Essa gente do PSOL acha que o Brasil é uma repartição pública com ar-condicionado. No meu pasto o boi não tira folga pra engordar e a lagarta não respeita fim de semana na lavoura. Se soltarem essa rédea, a economia vai pro buraco e o povo vai comer terra enquanto esses filósofos de teclado discutem produtividade. É muita conversa mole pra pouco serviço.

    Carlos Oliveira

    27/04/2026

    Dona Maria, eu escrevo isso aqui do volante, entre uma corrida e outra no sol do Ceará, então de ar-condicionado e vida mansa eu não entendo nada. O problema é que estão querendo tratar o trabalhador igual ao seu gado, mas a gente pifa e adoece se não tiver um descanso digno pra ver a família. Se o lucro depende da gente virar bicho de carga 6 por 1 pra sempre, essa economia aí só serve pra quem já está por cima.

Carlos Meirelles

27/04/2026

Mais uma proposta do PSOL que ignora a realidade de quem produz e gera empregos neste país. Reduzir a jornada por canetada, sem considerar a produtividade, é o caminho mais rápido para inflacionar custos e quebrar o pequeno comércio. O Brasil precisa de liberdade para crescer, não de mais intervencionismo que sufoca quem realmente carrega o piano.

    Cláudio Ribeiro

    27/04/2026

    Prezado Carlos, sua retórica oculta que a produtividade sistêmica escalou vertiginosamente nas últimas décadas sem a devida contrapartida na jornada, evidenciando o que Marx descreveria como uma intensificação da espoliação do tempo vital. O que você chama de liberdade para crescer nada mais é do que a manutenção de um dispositivo biopolítico que condena a classe trabalhadora à exaustão física e mental em prol da acumulação desenfreada.

    Lucas Gomes

    27/04/2026

    Carlos, você ignora que esse piano que mencionas é, na verdade, o peso morto da acumulação primitiva que exaure tanto a biosfera quanto a saúde mental do trabalhador em prol do lucro predatório. A verdadeira produtividade que o Brasil necessita não advém da exaustão humana, mas de uma transição socioecológica que rompa com o fetiche da mercadoria e devolva o tempo vital às comunidades.

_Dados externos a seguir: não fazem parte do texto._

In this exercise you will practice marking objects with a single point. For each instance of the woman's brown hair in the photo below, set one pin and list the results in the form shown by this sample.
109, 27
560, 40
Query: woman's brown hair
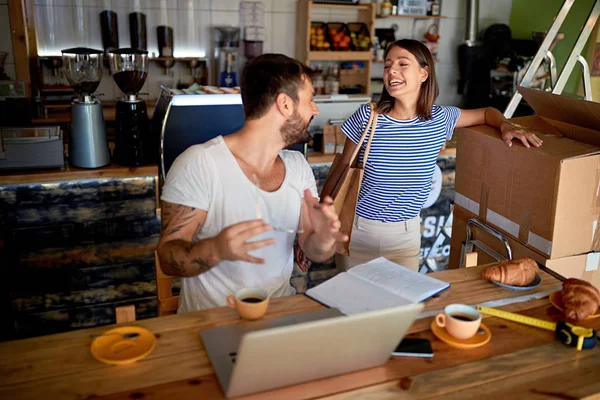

O que você chama de liberdade é, na verdade, a salvaguarda de um sistema que trata a força de trabalho e a natureza como recursos infinitos e descartáveis.

    Alice T.

    27/04/2026

    Carlos, que mico esse papo de liberdade pra esconder exploração, sendo que a produtividade no Brasil subiu horrores desde a década de 1940 enquanto a jornada continua estagnada. O que realmente quebra o país são os bilhões perdidos com o burnout de uma classe trabalhadora exausta que não tem tempo nem pra consumir no pequeno comércio que você finge defender.

    Renato Professor

    27/04/2026

    Meu caro Carlos, sua análise padece de um anacronismo atroz ao ignorar que a produtividade marginal não é uma variável estática, mas sim dependente da recomposição da força vital, algo que a economia solidária já equacionou teoricamente há décadas. Ao confundir input temporal com eficiência sistêmica, você demonstra um desconhecimento enciclopédico sobre como a redução da jornada, sob a ótica do desenvolvimento endógeno, mitiga as externalidades negativas do esgotamento do trabalhador. É fascinante observar tamanha resistência em compreender que o capital humano não se comporta como uma engrenagem termodinâmica de soma zero, revelando que sua noção de liberdade é apenas um fetiche pela extração de mais-valia absoluta.